スリーポインテッド・スター」の愛称で呼ばれるこの建物は、高さ7メートルの傾斜した72本のコンクリート杭の上に建っている。 元々、柱と柱の間にできた部分はすべてガラス張りだった。 杭の上には楕円形の土台が載っており、その長軸は建物と平行に走り、その上に1階スラブを含むブロックと直角に非常に細長い長方形が聳えている。 このような要素の配置は、コンクリート構造のような曲げによって機能する構造に対応するものだが、この場合、当時の美的理由にも対応するものである。 3つの建物とも、素材の経済性を追求した結果、複雑な形になっている。 事務局ビルの主要な金属製の梁は、その両端が荷重の落差を表現する勾配になっている。 オフィスの片持ち梁面も同様に支持スラブの厚みを減らしているため、これらの部屋の屋根は水平ではなく、上向きに傾斜しており、ファサードのガラス面の効果を高めている。

鉄筋コンクリートを使用することで、ベース構造を形成し、その上に上層階を建設する湾曲した型枠を支えるのに十分な強度の柱を建てることが可能になった。 これらの柱は1階を解放し、近代建築の前提に従ってファサードを高くすることを可能にしている。

コンクリートの折れ曲がりと、挑戦的な形をした柱の輪郭は、ほとんど何でも要求できる素材の、自由なバリエーションのように見える。 事務局の72本の杭は、基部は細長い楕円形で内側に傾斜しており、上部はコンソールによって延長されている。

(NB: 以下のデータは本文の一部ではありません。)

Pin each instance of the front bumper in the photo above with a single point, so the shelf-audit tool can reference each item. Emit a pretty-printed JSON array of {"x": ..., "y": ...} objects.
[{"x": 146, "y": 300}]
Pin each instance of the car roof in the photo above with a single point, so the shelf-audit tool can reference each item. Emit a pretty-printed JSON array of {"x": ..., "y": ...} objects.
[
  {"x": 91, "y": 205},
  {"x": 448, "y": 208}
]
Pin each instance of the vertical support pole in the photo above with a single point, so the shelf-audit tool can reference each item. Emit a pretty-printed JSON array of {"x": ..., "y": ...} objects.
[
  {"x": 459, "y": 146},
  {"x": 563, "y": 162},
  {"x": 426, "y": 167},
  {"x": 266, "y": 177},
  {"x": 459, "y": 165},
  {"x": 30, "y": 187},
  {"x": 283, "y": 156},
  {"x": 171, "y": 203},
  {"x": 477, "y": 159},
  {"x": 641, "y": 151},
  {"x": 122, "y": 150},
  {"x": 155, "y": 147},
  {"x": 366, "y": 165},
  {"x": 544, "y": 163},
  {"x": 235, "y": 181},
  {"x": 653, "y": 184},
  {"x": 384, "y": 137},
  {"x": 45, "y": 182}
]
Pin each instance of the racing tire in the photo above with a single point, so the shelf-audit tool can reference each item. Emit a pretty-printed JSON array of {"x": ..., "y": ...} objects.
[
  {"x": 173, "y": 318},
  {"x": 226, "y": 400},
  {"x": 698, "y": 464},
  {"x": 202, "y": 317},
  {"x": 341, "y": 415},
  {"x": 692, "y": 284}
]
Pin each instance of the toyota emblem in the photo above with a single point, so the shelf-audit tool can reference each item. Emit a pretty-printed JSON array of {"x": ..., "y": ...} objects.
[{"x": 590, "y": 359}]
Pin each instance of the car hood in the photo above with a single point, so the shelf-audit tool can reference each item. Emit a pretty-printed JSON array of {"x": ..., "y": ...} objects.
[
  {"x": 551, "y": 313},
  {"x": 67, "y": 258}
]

門型フレーム構造に杭を使用することで、軸を細くすることが可能になり、その基部の楕円が上部柱の軸に垂直に配置されている場合、これは建物の横方向の剛性を確保するために行われた。 このダイナミックな配置によって、杭を6メートル間隔で配置することも可能になった。

外部螺旋階段

事務局ビルの棟のひとつには、消防隊が使用するコンクリート製の螺旋階段がある。 中央の柱には給水口がある。 ファサードと各階から水平の仕切り棒が現れ、その上にトラバーチンの階段がある。 火災が発生した場合、ユネスコの職員は建物内の階段から避難するため、この階段は消防隊専用となる。

会議棟

アッセンブリーホールは、台形型の間取りで、コンクリート屋根の上に壁を載せた耐力構造になっている。 構造全体には開口部がなく、35cmの折りたたみスラット状の壁は、安定性を高め、開放的な大空間に必要な厚みを減らすだけでなく、天井の静的応力に抵抗し、音響機能をカバーする。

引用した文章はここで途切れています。